Il letteralismo islamico si basa sulla riflessione fatta da una parte della teologia secondo cui quanto è rivelato da Allah va interpretato senza ricorrere a particolari strumenti interpretativi che concedono uno spazio potenzialmente fuorviante all'allegoria e alle deduzioni basate sulla ragione umana (bi-lā kayfa). Tale espressione (in arabo بلا كيف?) è tradotta "senza [chiedersi] il come", o "senza [conoscere] il perché".[1] Si tratta quindi di una via per risolvere problemi di fede teologica (ʿaqīda) islamica senza entrare in apparente contraddizione coi versetti coranici, accettando questi alla lettera, senza porsi ulteriori interrogativi.[1] [2]

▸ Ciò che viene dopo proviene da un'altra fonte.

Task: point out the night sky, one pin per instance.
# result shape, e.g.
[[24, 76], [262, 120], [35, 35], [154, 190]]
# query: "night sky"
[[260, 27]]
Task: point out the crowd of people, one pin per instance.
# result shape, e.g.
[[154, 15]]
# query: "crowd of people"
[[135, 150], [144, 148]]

Un esempio esplicativo riguarda la contraddizione tra le apparenti caratteristiche antropomorfiche di Allāh nel Corano ("mano", "trono", "viso", "bocca", "occhio", e altro ancora) e l'assoluta trascendenza divina, come è evidente nella lettura dei versetti coranici che dicono: "Non v'ha simile a Lui cosa alcuna, ed Egli è ascoltante veggente" (Sūra al-Shūra, o "della consultazione").[3] Un altro è la questione di come il Corano possa essere "parola di Dio", senza però essere mai stato creato da Allāh (come numerosi ḥadīth testimoniano) e quindi sempre esistito nell'eternità a parte ante (azal).[4] [5]

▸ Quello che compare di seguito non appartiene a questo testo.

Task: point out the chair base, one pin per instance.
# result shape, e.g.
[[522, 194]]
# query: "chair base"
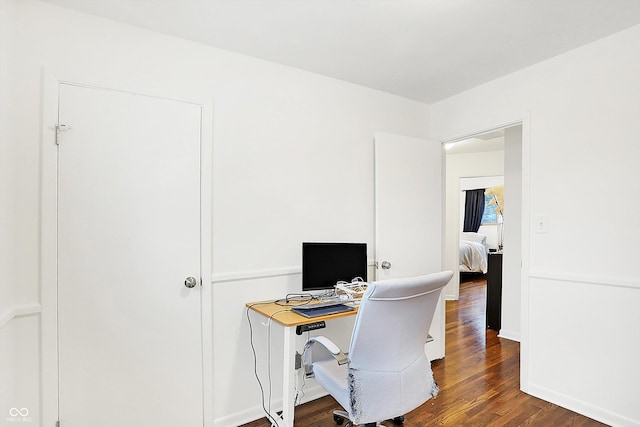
[[340, 416]]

Abū l-Ḥasan ʿAlī b. Ismāʿīl al-Ashʿarī (ca. 873-936) cominciò a far uso dell'espressione bi-lā kayfa nel polemizzare contro alcuni paradossi della scuola di pensiero razionalista della Mu'tazilah. Invece di addentrarsi nella pericolosa spiegazione che Allāh aveva un volto letteralmente inteso (cosa che l'avrebbe fatto cadere nella trappola dell'antropomorfismo, inserendolo di fatto negli eretici mujassima), egli spiegò che i primi musulmani accettavano semplicemente, e senza tante elucubrazioni mentali, i versetti coranici per come si presentavano, senza chiedersi il perché o il come.[5] Questo orientamento teologico fu sostenuto dalla gran maggioranza dei musulmani di orientamento sunnita.
Un'altra fonte è Ibn Ḥanbal, accreditato per essere uno dei massimi creatori della dottrina.[6]
In realtà, sia Ibn Ḥanbal sia al-Ashʿarī condivisero lo stesso pensiero, consistente nell'accettare le parole delle mutashabiḥāt, o 'significati non apparenti' del Corano e dei ḥadīth, senza chiedersi alcunché in sovrappiù.[7]
Il termine bi-lā kayfa è la fede che i versetti coranici con un "significato non apparente" debbano essere accettati come si presentano al lettore. Ad esempio, a Ibn Ḥanbal fu chiesto circa i ḥadīth che menzionavano la “discesa di Allāh”, la “vista di Allāh” e il suo “porre il Suo piede sull'inferno”; e che egli avesse risposto: “Noi crediamo in essi e li consideriamo veri, senza [chiederci il] ‘come’ e il ‘significato’ (bi-lā kayfa wa lā maʿna).[8]